Does innovation in agriculture harm biodiversity?
By Webmaster, 30 July 2012
The conventional wisdom, as illustrated for millions of readers in the July 2011 issue of National Geographic, holds that the twentieth century was a disaster for crop diversity. In the popular press, this position is so entrenched that it no longer needs a citation. Heald and Chapman conducted a study of all vegetable and apple varieties commercially available in 1903 and compared them with all varieties commercially available in 1981 and 2004. Along the way, they shatter the conventional wisdom and gut the 1983 study that previous scholars have taken as gospel.

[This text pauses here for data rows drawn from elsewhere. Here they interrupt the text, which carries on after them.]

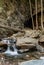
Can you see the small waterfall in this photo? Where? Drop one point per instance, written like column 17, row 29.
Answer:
column 9, row 51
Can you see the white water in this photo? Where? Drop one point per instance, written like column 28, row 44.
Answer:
column 9, row 52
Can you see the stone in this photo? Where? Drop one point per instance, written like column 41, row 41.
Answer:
column 33, row 62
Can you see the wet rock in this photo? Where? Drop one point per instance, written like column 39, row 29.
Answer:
column 33, row 62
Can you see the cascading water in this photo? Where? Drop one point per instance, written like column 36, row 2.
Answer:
column 9, row 51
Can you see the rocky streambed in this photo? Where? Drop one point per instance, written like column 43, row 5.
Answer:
column 27, row 41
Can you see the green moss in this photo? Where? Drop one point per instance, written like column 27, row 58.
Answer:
column 1, row 3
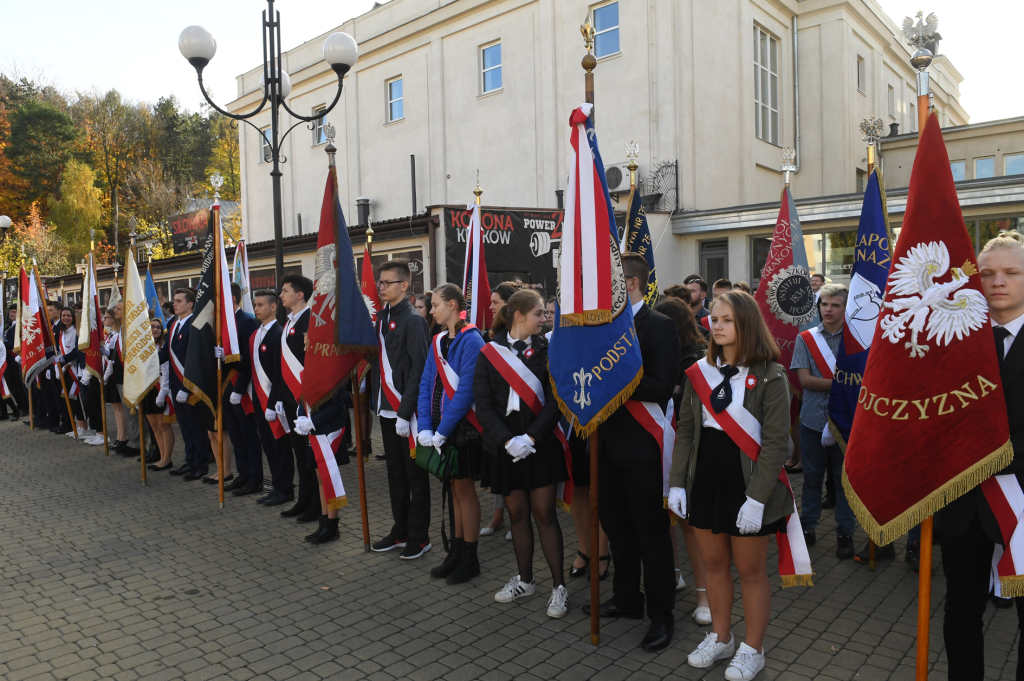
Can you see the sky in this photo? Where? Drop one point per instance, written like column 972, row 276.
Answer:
column 132, row 45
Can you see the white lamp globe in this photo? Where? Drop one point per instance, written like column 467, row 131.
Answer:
column 197, row 45
column 286, row 85
column 341, row 51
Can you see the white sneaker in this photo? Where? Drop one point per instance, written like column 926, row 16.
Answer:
column 516, row 588
column 558, row 604
column 711, row 650
column 745, row 665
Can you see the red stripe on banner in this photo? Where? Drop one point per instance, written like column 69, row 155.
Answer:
column 819, row 359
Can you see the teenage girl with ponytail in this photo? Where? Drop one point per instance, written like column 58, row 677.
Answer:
column 518, row 412
column 443, row 414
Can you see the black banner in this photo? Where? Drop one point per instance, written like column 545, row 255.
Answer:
column 188, row 230
column 516, row 245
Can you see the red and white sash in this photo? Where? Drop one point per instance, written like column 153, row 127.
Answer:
column 823, row 357
column 391, row 393
column 450, row 377
column 662, row 426
column 1006, row 498
column 261, row 383
column 325, row 448
column 744, row 430
column 291, row 368
column 530, row 392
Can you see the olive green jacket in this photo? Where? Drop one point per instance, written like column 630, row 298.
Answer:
column 769, row 402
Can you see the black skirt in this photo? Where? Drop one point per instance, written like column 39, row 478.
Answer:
column 719, row 491
column 544, row 467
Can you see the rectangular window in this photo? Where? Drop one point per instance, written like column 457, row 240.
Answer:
column 491, row 60
column 318, row 137
column 1013, row 164
column 395, row 109
column 765, row 86
column 606, row 30
column 266, row 154
column 984, row 168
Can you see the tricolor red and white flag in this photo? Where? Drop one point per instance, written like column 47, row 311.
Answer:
column 33, row 331
column 90, row 338
column 784, row 294
column 931, row 419
column 474, row 279
column 743, row 429
column 240, row 274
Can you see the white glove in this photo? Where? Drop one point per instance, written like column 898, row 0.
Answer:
column 303, row 425
column 677, row 501
column 751, row 514
column 519, row 448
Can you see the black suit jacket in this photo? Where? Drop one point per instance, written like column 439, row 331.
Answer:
column 955, row 518
column 622, row 437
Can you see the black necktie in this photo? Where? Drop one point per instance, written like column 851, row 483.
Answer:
column 721, row 396
column 1000, row 334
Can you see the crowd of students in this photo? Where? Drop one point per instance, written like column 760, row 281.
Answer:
column 475, row 407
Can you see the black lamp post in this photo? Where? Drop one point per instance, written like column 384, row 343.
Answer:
column 340, row 50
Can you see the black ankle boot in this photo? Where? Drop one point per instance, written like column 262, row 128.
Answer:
column 468, row 567
column 451, row 560
column 329, row 534
column 320, row 528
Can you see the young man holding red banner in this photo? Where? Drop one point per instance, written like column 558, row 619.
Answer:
column 814, row 362
column 972, row 526
column 394, row 388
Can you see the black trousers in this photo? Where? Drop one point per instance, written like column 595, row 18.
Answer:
column 633, row 514
column 409, row 484
column 279, row 459
column 967, row 563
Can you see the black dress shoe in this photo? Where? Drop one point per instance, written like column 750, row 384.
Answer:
column 280, row 499
column 237, row 483
column 608, row 609
column 657, row 637
column 249, row 488
column 296, row 510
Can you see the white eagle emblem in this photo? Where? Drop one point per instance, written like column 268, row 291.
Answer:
column 919, row 302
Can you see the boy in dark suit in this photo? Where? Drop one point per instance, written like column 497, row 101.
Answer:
column 967, row 528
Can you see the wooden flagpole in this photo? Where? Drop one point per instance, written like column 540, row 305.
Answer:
column 218, row 305
column 53, row 344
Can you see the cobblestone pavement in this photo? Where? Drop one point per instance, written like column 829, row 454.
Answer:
column 101, row 578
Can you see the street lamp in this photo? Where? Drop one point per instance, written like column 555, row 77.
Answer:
column 340, row 51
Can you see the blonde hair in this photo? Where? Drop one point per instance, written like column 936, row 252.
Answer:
column 1006, row 240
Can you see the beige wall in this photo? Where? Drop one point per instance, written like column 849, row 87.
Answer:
column 682, row 86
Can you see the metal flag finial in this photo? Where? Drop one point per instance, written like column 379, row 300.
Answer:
column 788, row 163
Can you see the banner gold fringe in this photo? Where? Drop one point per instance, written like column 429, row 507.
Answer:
column 584, row 430
column 797, row 581
column 952, row 490
column 1012, row 586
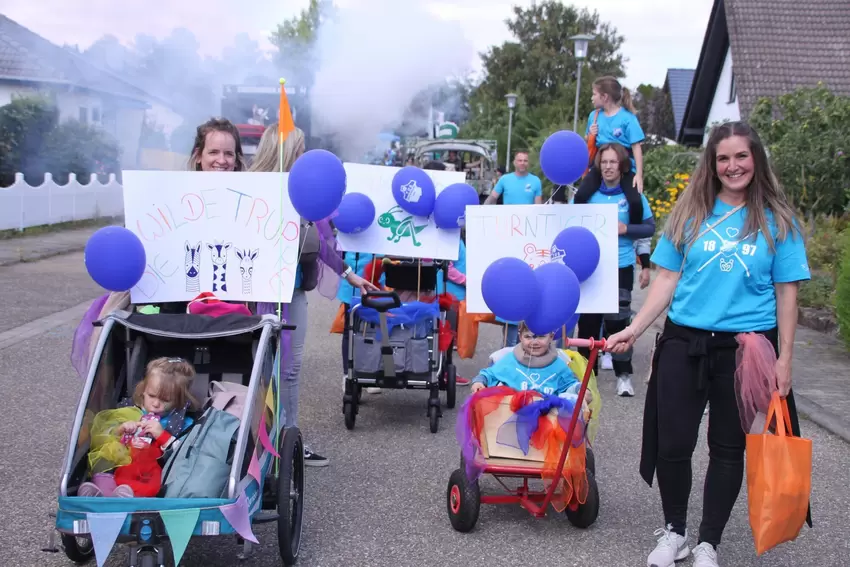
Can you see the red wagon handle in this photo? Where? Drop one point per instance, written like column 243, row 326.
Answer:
column 594, row 345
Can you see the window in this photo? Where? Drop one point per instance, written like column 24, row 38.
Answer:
column 733, row 90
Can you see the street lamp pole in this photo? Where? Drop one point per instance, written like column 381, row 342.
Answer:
column 511, row 98
column 580, row 53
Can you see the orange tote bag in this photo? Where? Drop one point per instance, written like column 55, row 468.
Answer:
column 779, row 480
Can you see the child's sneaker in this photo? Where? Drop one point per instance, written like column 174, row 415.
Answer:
column 123, row 491
column 671, row 548
column 624, row 386
column 89, row 490
column 705, row 555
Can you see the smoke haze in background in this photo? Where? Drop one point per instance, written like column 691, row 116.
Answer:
column 373, row 59
column 370, row 62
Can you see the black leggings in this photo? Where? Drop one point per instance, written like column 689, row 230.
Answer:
column 681, row 403
column 589, row 324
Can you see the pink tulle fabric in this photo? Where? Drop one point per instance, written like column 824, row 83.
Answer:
column 755, row 376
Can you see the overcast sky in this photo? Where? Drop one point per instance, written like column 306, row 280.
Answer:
column 659, row 34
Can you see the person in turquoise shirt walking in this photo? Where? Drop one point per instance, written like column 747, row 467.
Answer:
column 731, row 260
column 519, row 187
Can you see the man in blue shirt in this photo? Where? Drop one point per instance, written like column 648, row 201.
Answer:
column 519, row 187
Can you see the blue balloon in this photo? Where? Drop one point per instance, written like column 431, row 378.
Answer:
column 355, row 214
column 560, row 292
column 115, row 258
column 570, row 325
column 578, row 249
column 414, row 191
column 510, row 289
column 564, row 157
column 450, row 207
column 316, row 184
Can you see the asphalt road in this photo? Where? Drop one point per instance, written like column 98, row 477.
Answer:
column 382, row 500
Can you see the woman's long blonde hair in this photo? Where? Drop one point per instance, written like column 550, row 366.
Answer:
column 267, row 157
column 764, row 193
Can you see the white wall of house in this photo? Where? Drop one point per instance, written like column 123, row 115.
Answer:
column 724, row 107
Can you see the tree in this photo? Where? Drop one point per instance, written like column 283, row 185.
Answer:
column 808, row 135
column 542, row 60
column 295, row 39
column 655, row 111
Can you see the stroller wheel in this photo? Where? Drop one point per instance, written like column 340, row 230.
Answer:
column 290, row 495
column 451, row 386
column 586, row 514
column 463, row 501
column 434, row 418
column 350, row 412
column 80, row 550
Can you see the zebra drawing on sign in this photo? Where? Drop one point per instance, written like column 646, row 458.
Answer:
column 219, row 252
column 192, row 268
column 246, row 268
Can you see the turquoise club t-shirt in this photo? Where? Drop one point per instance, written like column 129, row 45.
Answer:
column 625, row 244
column 727, row 282
column 519, row 190
column 623, row 128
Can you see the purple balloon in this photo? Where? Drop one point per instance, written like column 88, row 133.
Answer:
column 563, row 157
column 560, row 292
column 578, row 249
column 316, row 184
column 510, row 289
column 450, row 207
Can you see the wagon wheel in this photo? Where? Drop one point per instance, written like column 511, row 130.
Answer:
column 79, row 549
column 463, row 501
column 290, row 495
column 451, row 386
column 586, row 514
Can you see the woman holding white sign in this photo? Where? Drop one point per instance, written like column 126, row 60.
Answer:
column 614, row 164
column 315, row 269
column 732, row 281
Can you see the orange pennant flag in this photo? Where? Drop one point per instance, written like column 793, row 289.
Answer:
column 285, row 125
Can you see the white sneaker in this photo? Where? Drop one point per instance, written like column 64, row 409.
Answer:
column 705, row 555
column 624, row 386
column 671, row 548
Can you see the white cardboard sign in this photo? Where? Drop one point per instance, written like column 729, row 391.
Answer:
column 395, row 232
column 235, row 234
column 527, row 232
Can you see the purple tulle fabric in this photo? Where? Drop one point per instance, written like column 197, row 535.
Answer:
column 81, row 347
column 517, row 431
column 331, row 267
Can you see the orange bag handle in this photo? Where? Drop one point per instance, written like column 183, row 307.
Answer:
column 779, row 406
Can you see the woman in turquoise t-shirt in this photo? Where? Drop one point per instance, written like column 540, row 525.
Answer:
column 614, row 121
column 613, row 161
column 737, row 273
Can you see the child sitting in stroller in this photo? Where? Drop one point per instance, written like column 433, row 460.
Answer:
column 130, row 440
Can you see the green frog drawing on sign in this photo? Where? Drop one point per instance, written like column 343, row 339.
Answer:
column 400, row 228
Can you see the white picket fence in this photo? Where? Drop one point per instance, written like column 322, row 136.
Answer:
column 23, row 206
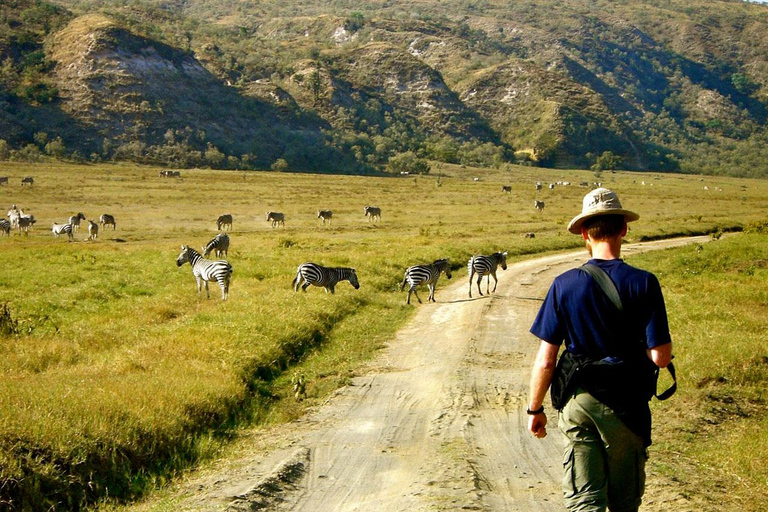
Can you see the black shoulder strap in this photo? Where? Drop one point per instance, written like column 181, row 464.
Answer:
column 604, row 281
column 609, row 288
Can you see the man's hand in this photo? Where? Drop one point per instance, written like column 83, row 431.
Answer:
column 537, row 424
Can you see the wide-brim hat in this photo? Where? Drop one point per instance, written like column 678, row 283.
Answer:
column 600, row 201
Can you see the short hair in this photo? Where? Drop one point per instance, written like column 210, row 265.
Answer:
column 603, row 227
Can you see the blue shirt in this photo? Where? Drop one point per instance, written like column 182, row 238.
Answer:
column 577, row 312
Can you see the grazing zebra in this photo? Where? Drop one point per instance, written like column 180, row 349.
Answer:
column 372, row 213
column 206, row 270
column 486, row 266
column 93, row 230
column 425, row 274
column 106, row 219
column 325, row 215
column 219, row 243
column 327, row 277
column 276, row 218
column 60, row 229
column 75, row 221
column 224, row 221
column 24, row 222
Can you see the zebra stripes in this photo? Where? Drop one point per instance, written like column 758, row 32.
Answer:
column 276, row 218
column 106, row 219
column 224, row 221
column 486, row 266
column 373, row 213
column 325, row 215
column 75, row 220
column 425, row 274
column 220, row 244
column 63, row 229
column 327, row 277
column 206, row 270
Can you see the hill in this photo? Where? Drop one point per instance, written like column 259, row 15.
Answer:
column 344, row 86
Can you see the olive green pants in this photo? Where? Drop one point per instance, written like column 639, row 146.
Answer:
column 604, row 461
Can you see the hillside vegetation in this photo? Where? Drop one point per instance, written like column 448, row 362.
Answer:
column 338, row 86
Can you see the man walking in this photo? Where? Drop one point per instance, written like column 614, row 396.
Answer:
column 613, row 322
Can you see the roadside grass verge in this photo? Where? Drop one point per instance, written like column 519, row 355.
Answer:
column 710, row 438
column 115, row 375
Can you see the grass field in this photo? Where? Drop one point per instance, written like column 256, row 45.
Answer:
column 115, row 374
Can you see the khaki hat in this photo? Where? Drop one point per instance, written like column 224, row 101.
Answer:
column 600, row 201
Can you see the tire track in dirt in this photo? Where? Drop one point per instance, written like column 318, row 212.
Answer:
column 438, row 423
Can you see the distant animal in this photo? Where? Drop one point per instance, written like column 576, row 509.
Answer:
column 219, row 244
column 486, row 266
column 373, row 213
column 327, row 277
column 325, row 215
column 224, row 221
column 63, row 229
column 25, row 222
column 276, row 219
column 75, row 221
column 425, row 274
column 206, row 270
column 106, row 220
column 93, row 230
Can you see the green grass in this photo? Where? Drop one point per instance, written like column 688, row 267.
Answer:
column 710, row 437
column 121, row 376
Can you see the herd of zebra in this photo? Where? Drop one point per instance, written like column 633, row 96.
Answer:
column 17, row 219
column 311, row 274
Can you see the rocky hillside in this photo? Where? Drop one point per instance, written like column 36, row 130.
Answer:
column 344, row 87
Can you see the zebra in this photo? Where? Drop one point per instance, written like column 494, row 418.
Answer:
column 106, row 219
column 93, row 230
column 60, row 229
column 276, row 218
column 219, row 243
column 327, row 277
column 372, row 213
column 224, row 221
column 425, row 274
column 486, row 266
column 206, row 270
column 75, row 221
column 325, row 215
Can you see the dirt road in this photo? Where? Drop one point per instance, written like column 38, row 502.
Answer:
column 437, row 423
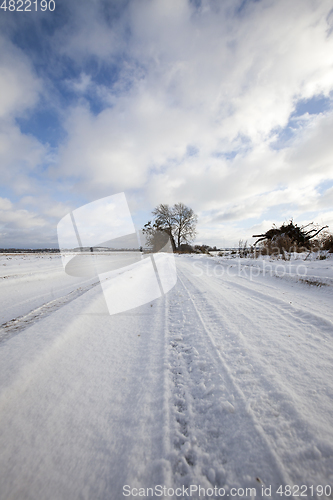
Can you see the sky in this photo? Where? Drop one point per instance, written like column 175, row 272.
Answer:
column 223, row 105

By far the most important study of vegetable crop diversity was conducted in 1983 by the Plant Genetic Resources Project of the Rural Advancement Fund, Inc. (RAFI). Although initially unpublished, its findings were widely publicized and influential, as evidenced by the
quote above from Pat Mooney and Cary Fowler, who headed the International Conference and Programme on Plant Genetic Resources at the Food and Agriculture Organization of the United Nations. Mooney and Fowler published the RAFI study in its entirety in their classic book, Shattering: Food, Politics, and the Loss of Genetic Diversity.4 The RAFI study compared a comprehensive 1903 United States Department of Agriculture (USDA) inventory of seeds found in commercial seed catalogs with the 1983 holdings in the National Seed Storage Laboratory (NSSL). Mooney and Fowler summarized the study as follows, “RAFI
found that approximately 97 percent of the varieties given on the old USDA lists are now extinct. Only 3 percent have survived the last eighty years.” The study was the centerpiece of a recent National Geographic article decrying crop diversity loss, and the 3 percent
survival rate is the iconic crop diversity statistic produced in the twentieth century.
The data of the research paper by Heald and Chapman reveal that the RAFI study and “lessons” drawn from it suffer from several serious problems. The twentieth century was not, in fact, a disaster for crop diversity. Fowler and Mooney’s original “shattering” three percent figure is the result of a significant math error that is reported for the first time. They correctly listed in their book the raw numbers collected by RAFI, but somehow mis-added or mis-divided the figures. The error is easily seen by recalculating the survival rate from the numbers they provide.